The bill would remove the requirement that the commissioners court shall require a health care provider to submit certain financial data and would amend the type of data that may be collected.
The bill would allow a commissioners court to request that the Health and Human Services Commission (HHSC) submit a request for relief, or waiver of certain federal requirements, to ensure the provider participation program is administered efficiently.

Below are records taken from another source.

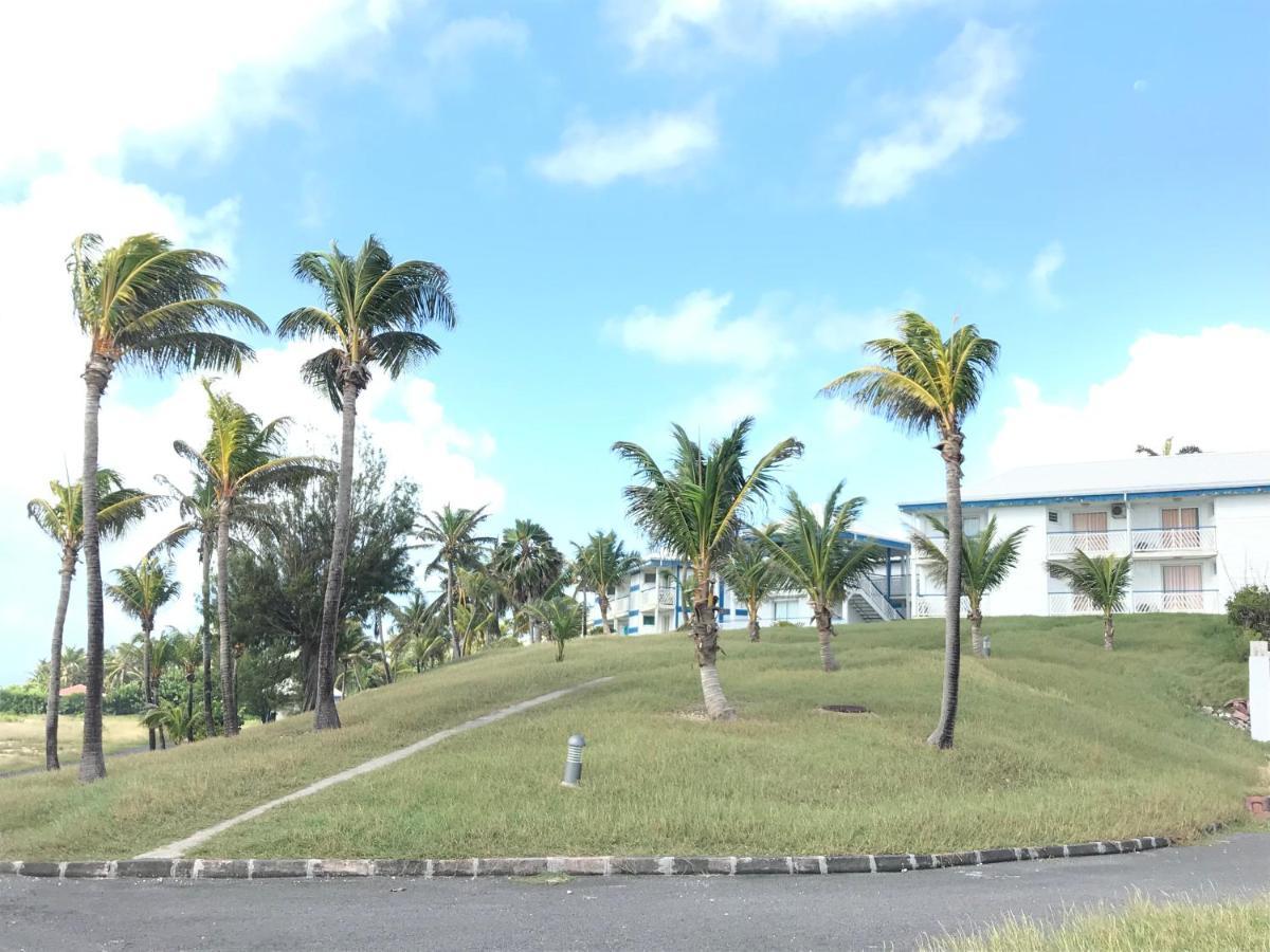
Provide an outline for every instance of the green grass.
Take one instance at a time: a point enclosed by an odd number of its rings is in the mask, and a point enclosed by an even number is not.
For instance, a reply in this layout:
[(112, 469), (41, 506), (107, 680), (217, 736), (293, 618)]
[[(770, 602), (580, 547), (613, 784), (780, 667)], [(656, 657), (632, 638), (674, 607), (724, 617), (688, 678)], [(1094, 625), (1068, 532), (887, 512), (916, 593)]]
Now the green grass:
[(939, 952), (1266, 952), (1270, 896), (1237, 902), (1138, 900), (1120, 911), (1082, 915), (1059, 929), (1027, 919), (1007, 922), (986, 935), (939, 942)]
[[(1194, 704), (1243, 693), (1236, 641), (1213, 619), (1126, 617), (1118, 650), (1087, 619), (1002, 619), (994, 656), (965, 659), (958, 745), (923, 744), (941, 670), (937, 622), (845, 627), (843, 670), (814, 632), (724, 637), (740, 717), (693, 717), (682, 635), (478, 656), (235, 741), (123, 758), (103, 783), (0, 781), (0, 857), (114, 858), (171, 842), (438, 729), (554, 688), (610, 684), (447, 740), (212, 839), (220, 857), (927, 852), (1099, 838), (1187, 838), (1236, 820), (1266, 786), (1267, 749)], [(823, 713), (861, 703), (871, 716)], [(584, 786), (559, 786), (587, 735)]]
[[(135, 715), (102, 718), (105, 751), (123, 750), (146, 743), (145, 727)], [(84, 718), (62, 715), (57, 724), (57, 759), (62, 765), (79, 763)], [(6, 715), (0, 717), (0, 773), (44, 765), (44, 716)], [(0, 793), (0, 802), (4, 795)]]

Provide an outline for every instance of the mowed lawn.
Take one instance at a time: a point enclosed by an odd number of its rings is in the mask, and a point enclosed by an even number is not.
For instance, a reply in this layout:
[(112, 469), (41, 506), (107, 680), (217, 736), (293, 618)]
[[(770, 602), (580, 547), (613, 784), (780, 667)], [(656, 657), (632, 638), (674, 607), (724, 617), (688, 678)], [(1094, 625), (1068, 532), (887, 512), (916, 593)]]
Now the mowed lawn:
[[(937, 622), (843, 627), (843, 669), (814, 632), (724, 637), (740, 717), (697, 715), (683, 635), (489, 652), (342, 704), (324, 735), (297, 717), (235, 741), (0, 781), (0, 857), (117, 858), (175, 840), (307, 782), (507, 703), (615, 680), (451, 739), (208, 842), (217, 857), (926, 852), (1135, 835), (1195, 836), (1267, 784), (1270, 746), (1196, 712), (1246, 692), (1213, 618), (1001, 619), (994, 656), (966, 658), (958, 745), (935, 724)], [(819, 704), (865, 704), (842, 716)], [(587, 736), (584, 783), (560, 787), (565, 740)]]
[[(147, 743), (146, 729), (135, 715), (102, 718), (105, 751), (124, 750)], [(79, 763), (84, 718), (62, 715), (57, 725), (57, 759), (64, 767)], [(0, 716), (0, 774), (44, 765), (44, 716)], [(0, 803), (4, 793), (0, 792)]]

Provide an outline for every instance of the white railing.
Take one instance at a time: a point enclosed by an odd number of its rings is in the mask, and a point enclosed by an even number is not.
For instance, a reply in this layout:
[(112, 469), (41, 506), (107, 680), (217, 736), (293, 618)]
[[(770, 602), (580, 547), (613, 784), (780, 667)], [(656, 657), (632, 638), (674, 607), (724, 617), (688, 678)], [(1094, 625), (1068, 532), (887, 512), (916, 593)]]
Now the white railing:
[(1217, 589), (1196, 592), (1134, 592), (1134, 612), (1203, 612), (1217, 614)]
[(1215, 552), (1217, 527), (1180, 529), (1134, 529), (1134, 552)]
[(1045, 547), (1052, 557), (1074, 555), (1076, 550), (1086, 555), (1125, 555), (1129, 551), (1129, 533), (1124, 529), (1049, 532), (1045, 534)]

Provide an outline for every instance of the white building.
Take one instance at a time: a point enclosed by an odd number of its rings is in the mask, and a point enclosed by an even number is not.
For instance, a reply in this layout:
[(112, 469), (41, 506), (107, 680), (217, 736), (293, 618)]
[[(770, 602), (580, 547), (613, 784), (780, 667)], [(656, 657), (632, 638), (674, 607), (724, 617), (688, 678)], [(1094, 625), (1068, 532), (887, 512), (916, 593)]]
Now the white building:
[[(1091, 607), (1050, 578), (1046, 561), (1076, 550), (1133, 557), (1129, 611), (1224, 611), (1231, 594), (1270, 581), (1270, 453), (1132, 457), (1011, 470), (963, 491), (966, 533), (997, 518), (998, 536), (1027, 527), (1019, 566), (984, 599), (991, 614), (1083, 614)], [(944, 518), (942, 500), (900, 505), (913, 528)], [(931, 566), (916, 559), (909, 617), (944, 612)]]
[[(883, 536), (851, 533), (852, 538), (875, 542), (884, 551), (883, 564), (869, 578), (852, 588), (834, 613), (839, 623), (893, 621), (906, 617), (909, 583), (909, 543)], [(652, 635), (676, 631), (688, 622), (691, 608), (685, 597), (685, 579), (691, 566), (679, 560), (658, 555), (644, 564), (608, 595), (608, 621), (618, 635)], [(716, 581), (720, 628), (744, 628), (749, 609), (725, 583)], [(759, 623), (776, 622), (812, 625), (812, 608), (800, 592), (781, 592), (758, 607)], [(594, 595), (587, 598), (588, 627), (599, 626), (599, 608)]]

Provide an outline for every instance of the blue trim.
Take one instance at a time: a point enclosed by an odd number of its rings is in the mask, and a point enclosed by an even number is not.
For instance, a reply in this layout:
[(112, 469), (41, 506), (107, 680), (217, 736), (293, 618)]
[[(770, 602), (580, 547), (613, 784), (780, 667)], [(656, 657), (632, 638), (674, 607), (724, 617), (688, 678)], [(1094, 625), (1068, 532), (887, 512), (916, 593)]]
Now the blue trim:
[[(1176, 496), (1246, 496), (1270, 493), (1270, 484), (1251, 486), (1214, 486), (1209, 489), (1161, 489), (1149, 493), (1073, 493), (1064, 496), (1017, 496), (1011, 499), (964, 499), (965, 509), (991, 509), (1001, 505), (1046, 505), (1049, 503), (1133, 503), (1144, 499), (1173, 499)], [(932, 513), (946, 508), (945, 503), (903, 503), (902, 513)]]

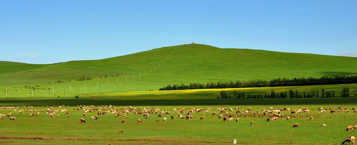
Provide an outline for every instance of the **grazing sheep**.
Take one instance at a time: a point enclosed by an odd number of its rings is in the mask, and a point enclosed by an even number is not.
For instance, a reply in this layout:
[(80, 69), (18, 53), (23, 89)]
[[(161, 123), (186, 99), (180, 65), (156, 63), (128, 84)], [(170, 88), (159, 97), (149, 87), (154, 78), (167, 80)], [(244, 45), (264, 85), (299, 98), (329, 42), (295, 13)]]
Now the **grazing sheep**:
[(346, 131), (353, 130), (353, 127), (352, 125), (350, 125), (347, 127), (347, 128), (346, 129)]
[(349, 145), (350, 142), (352, 141), (352, 142), (353, 143), (352, 144), (355, 145), (356, 144), (355, 142), (356, 140), (356, 138), (355, 138), (355, 136), (352, 136), (351, 137), (349, 137), (348, 138), (346, 138), (346, 139), (345, 139), (345, 140), (344, 140), (342, 142), (342, 144), (344, 144), (345, 143), (347, 142), (348, 143), (348, 144)]
[(81, 118), (81, 123), (83, 123), (84, 122), (85, 123), (86, 123), (86, 120), (84, 120), (84, 119), (83, 118)]
[(271, 121), (278, 121), (278, 120), (279, 120), (279, 117), (273, 117), (272, 118)]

The bill would allow the commissioners court to assess the mandatory payment on a qualifying assessment basis, not net patient revenue.
Methodology
The analysis assumes HHSC would require 16.0 Full-time Equivalents (FTE) to evaluate the collection of mandatory payments from institutional healthcare providers to ensure compliance with federal regulations. The analysis assumes 1.0 Financial Analyst III, 1.0 Financial Analyst IV, 1.0 Financial Examiner V, 1.0 Financial Examiner VI, 1.0 Financial Examiner VII, would be required to conduct financial examinations to ensure the local governmental entity's basis of the mandatory payments uses credible data sources.
Additionally, 1.0 Project Manager IV, 6.0 Program Specialists VII, 1.0 Manager VII, 2.0 Attorneys IV, and 1.0 Attorney V would be required for coordination with the local entity to establish rules and apply for and negotiate a waiver of uniformity from the U.S. Department of Health and Human Services and to ensure that the assessment of mandatory payments complies with federal requirements that the funds are permissible for the non-federal share used in the Texas Medicaid program.
The nonfederal share of Texas Medicaid supplemental payments is supported largely by local public provider funds provided to HHSC by intergovernmental transfer. HHSC reports that there would be a significant impact to funds received through the intergovernmental transfer and federal funds for Medicaid and CHIP client services while a waiver application is pending. HHSC estimates the All Funds decrease to be $64,831,404 in fiscal year 2024 and $64,831,404 in fiscal year 2025 and on. This does not affect the state's General Revenue funds.
Technology
FTE-related technology costs are estimated to be $51,421 in fiscal year 2024 and $8,381 in each subsequent year.
Local Government Impact
According to the Health and Human Services Commission, local units of government operating public hospitals and clinics as Medicaid provider could experience decreased revenue from provider payments.